Through fundraising and donations to the fund, Fenollosa said she hopes to collaborate with social service organizations to create programs that help children deal with the emotional impact of having a sick parent.
“It’s so excruciating to have someone go through cancer and, for little kids, there’s no way to normalize the experience,” said Fenollosa, who has two young boys.
Fenollosa, 43, of Guilford, found that resources for children experiencing what her two children were going through were scarce.

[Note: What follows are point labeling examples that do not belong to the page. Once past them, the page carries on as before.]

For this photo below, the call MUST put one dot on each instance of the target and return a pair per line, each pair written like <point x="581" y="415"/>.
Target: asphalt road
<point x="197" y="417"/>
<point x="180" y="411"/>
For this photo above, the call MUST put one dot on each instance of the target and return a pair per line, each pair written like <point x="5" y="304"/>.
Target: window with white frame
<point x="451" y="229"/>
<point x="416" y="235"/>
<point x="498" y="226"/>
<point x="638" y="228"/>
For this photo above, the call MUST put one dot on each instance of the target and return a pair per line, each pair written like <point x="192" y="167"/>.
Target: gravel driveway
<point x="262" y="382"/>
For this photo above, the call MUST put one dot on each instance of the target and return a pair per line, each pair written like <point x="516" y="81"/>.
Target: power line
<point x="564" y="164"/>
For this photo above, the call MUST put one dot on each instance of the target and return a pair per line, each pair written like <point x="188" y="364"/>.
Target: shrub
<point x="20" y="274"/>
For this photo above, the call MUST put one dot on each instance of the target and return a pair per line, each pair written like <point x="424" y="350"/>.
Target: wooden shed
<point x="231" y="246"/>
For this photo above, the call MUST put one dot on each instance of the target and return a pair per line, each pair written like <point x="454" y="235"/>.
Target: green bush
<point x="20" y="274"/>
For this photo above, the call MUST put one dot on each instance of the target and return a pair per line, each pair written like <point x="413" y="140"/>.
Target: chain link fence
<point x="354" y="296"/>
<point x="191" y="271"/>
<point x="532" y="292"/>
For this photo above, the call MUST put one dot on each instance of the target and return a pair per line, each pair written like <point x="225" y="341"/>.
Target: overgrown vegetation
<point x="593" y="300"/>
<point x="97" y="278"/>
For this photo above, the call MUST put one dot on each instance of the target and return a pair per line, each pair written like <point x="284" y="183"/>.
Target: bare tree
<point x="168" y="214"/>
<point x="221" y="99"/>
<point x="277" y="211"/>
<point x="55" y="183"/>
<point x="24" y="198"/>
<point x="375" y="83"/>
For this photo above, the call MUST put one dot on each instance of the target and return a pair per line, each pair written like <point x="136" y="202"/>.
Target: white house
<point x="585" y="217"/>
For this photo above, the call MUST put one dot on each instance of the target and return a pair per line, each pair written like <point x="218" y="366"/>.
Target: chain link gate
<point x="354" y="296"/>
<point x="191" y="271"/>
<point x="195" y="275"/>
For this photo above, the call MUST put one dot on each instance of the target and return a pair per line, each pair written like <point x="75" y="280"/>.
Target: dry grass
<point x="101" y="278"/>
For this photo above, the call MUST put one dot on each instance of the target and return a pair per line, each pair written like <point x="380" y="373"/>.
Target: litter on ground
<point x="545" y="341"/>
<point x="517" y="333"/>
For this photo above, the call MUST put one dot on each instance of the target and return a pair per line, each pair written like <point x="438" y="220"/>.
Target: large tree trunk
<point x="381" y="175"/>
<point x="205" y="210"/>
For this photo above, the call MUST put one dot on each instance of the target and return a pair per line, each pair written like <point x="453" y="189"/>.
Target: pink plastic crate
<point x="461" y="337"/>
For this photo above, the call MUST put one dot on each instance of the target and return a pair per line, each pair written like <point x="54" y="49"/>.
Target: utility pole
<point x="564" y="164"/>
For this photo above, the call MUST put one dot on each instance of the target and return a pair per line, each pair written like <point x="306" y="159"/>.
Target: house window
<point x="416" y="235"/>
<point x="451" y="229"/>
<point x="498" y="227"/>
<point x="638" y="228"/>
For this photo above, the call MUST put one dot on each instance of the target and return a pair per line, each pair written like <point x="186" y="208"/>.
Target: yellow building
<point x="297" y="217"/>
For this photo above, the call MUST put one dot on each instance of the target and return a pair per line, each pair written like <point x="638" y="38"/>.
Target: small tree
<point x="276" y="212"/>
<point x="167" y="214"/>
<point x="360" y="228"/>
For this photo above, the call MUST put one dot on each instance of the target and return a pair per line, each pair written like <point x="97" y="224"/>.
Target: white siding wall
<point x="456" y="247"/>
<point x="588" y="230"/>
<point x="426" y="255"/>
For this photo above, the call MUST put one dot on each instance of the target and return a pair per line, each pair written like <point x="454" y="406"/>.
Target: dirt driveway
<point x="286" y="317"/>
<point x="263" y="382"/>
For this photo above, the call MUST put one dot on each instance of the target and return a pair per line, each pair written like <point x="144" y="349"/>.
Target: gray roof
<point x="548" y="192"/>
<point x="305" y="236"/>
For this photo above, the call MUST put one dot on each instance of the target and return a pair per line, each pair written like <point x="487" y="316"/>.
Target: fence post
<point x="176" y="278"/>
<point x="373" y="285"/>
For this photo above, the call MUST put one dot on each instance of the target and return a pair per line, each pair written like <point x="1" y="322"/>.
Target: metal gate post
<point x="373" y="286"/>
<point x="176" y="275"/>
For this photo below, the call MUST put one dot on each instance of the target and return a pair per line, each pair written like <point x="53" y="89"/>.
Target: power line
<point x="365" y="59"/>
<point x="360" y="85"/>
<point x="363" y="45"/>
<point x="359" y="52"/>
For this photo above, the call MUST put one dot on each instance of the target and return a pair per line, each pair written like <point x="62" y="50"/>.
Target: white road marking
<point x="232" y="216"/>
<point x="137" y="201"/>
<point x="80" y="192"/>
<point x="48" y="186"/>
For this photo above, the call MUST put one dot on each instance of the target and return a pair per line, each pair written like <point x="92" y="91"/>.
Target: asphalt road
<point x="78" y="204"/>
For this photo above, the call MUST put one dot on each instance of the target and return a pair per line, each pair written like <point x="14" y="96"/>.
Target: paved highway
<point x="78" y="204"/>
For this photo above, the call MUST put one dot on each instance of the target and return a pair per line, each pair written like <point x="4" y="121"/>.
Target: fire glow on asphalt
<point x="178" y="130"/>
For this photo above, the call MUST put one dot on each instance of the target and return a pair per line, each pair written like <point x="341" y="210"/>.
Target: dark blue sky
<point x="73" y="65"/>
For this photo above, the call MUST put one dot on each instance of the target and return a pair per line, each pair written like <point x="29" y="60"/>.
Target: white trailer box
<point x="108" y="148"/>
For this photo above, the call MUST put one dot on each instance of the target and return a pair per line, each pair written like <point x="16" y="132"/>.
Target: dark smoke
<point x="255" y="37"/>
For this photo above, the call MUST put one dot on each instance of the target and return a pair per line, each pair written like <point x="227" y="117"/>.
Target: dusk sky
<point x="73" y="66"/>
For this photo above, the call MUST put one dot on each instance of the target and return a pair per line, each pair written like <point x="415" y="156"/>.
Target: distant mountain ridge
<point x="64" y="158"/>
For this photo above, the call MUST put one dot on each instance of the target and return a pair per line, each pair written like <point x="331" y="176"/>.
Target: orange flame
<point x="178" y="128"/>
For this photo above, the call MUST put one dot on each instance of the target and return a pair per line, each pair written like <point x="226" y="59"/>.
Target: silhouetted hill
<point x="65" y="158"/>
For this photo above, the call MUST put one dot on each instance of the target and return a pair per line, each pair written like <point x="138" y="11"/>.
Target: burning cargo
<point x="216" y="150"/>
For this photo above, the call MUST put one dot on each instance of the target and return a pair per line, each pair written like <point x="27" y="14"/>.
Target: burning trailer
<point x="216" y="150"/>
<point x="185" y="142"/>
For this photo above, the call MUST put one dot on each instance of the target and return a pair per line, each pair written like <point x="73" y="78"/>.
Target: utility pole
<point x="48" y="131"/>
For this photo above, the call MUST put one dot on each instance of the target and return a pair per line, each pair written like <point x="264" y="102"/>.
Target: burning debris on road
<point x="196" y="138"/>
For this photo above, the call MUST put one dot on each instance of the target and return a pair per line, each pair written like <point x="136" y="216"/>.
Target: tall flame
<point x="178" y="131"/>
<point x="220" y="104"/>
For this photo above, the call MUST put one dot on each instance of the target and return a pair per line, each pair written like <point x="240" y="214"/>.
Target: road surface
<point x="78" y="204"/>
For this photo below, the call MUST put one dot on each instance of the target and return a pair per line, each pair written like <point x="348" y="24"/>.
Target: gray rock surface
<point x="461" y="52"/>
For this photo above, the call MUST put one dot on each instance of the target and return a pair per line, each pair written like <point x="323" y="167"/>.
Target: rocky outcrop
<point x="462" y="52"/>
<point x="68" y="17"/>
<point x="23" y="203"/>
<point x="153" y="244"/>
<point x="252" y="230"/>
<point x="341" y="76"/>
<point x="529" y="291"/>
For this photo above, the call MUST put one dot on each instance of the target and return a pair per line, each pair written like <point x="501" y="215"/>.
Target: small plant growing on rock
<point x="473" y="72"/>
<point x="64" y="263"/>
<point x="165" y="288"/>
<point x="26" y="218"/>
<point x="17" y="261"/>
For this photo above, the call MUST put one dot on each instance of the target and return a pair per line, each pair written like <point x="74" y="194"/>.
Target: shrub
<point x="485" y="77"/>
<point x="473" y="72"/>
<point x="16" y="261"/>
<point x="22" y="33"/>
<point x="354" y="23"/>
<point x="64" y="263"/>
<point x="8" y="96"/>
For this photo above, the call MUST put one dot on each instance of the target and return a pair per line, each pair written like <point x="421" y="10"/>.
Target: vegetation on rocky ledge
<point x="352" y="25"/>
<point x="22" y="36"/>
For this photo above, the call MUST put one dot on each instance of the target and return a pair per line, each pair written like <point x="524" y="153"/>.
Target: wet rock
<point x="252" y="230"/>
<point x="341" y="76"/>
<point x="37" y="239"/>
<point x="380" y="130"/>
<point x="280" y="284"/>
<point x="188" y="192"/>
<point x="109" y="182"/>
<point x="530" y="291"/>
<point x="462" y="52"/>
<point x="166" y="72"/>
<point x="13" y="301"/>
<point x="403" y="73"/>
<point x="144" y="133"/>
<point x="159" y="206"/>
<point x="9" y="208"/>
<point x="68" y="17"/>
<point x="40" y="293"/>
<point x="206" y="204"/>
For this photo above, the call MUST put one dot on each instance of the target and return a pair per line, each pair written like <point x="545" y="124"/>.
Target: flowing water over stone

“I found that the services were really lacking and it was up to me to create them for my kids, and as a wife who’s helping a spouse cope with cancer, it’s overwhelming,” said Fenollosa. “If there were an opportunity for them to come together with other kids and do something fun and energentic around a really sad situation, it might give them strength, hope and coping skills.”
By September, she expects the memorial fund to support weekly or bimonthly programs, which would bring in social workers and art therapists to work with the children.
Though it will start on a relatively small scale, Fenollosa said she hopes it expands.